I have been trying for some time now to get static routing "truely" working on RHEL3 with NIC bonding and 802.1q vlan support, and nothing has worked except a hacked-up way of doing things.

First, does anyone know if RHEL3 uses /etc/sysconfig/static-routes, or /etc/sysconfig/network-scripts/route-interfacename? I have tried both, and neither seem to work in this scenario.

I think that the problem may be that the bonding and vlan configurations force you to rename your ethernet devices. So, instead of having eth0 and eth1, I actually have: bond0.130 and bond0.140 as the named ethernet devices. I have tried using both the traditional names (ethX) and the newly configured ones, and neither seem to respond that well.

Any advice, syntax examples, etc??

Thanks in advance!

baldy3105 05-12-2005 08:21 AM

Strictly speaking your static routes should be pointing to an IP address as next hop, not an interface name. The only routes pointing at interfaces should be directly connected subnets.

onewave 05-12-2005 03:40 PM

Thanks for the info.

The static routes actually are other local subnets - for example:
a 10.0.0.0 route across our back-channel from co-lo to corporate.
172.16.13.0 needs to route to 172.16.18.0, etc.

My issue is more of a configuration issue than anything I think(?), or maybe the order in which files are read at boot time.

If I do not use the bonding/vlan drivers, static routing works perfectly pointed to eth0/eth1...

baldy3105 05-13-2005 06:21 AM

When I say local I mean local to the router not the site. A router has two basic types of route. Directly connected routes and indirect or learned routes from routing protocols. Static routes are considered to be a routing protocol for this purpose.

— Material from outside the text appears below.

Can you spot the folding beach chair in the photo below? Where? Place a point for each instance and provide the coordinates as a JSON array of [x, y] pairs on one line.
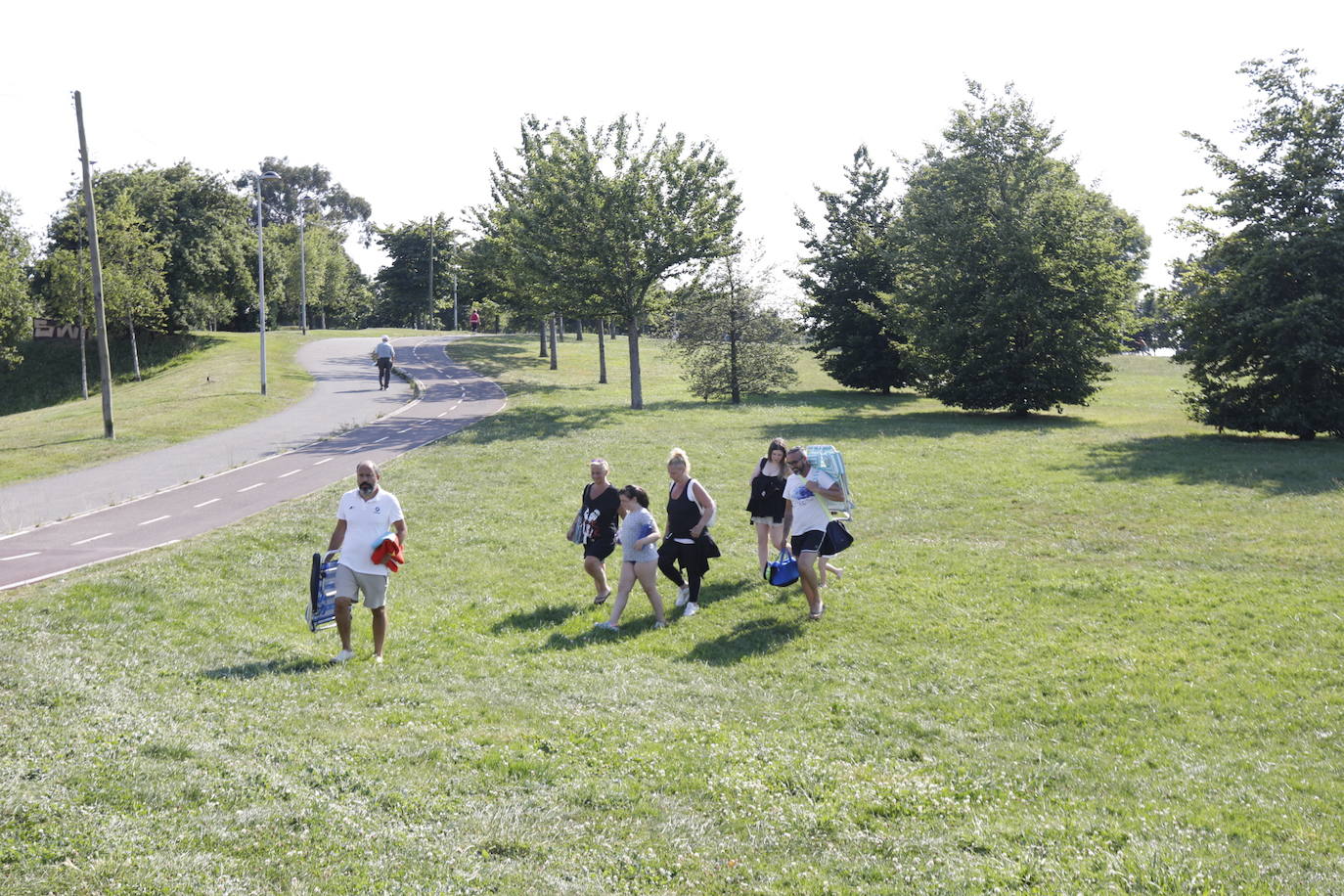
[[320, 611], [827, 457]]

A connected route is a network for which the router has an interface which is a member of that network, i.e. an interface configured with an IP address belonging to that subnet. The router will have routes for these networks by default as they are derived from the interfaces. Any packets destined for these networks are arped for directly.

Any route which is indirect must point at a next hop address as the router needs to arp for the mac address of the gateway. It cannot arp for the mac address of the end host as the next hop is a router and routers are layer2 domain boundaries.

If you point an indirect route at a local interface you are basically confusing the whole issue and it may or may not work as the router cannot resolve the next-hop mac address and may attempt to arp for it directly and hope to get a proxy response which may or may not arrive depending on the ip stack of the routers concerned.

Its generally a bad idea on multi-access networks. Also if you do it this way the names don't matter.

bholler 05-13-2005 07:50 AM

static route configuration detail
 
hello guys,

i am really delighted to see this thread.....but i have a small problem with static routing. i installed clarckconnect 3.0 home edition as a core router for my network with with features of DNSmasq, ip forwarding, Loadbalancing, and static route for the indirect route on the distribution router.

Can anyone kindly assist me on how to populate the static route in /etc/sysconfig/network-scripts/route-interfacename ........in a step by step guide.i have tried all that i know but the static route disappears anytime i restart the PC.


Thanking you for your quick response.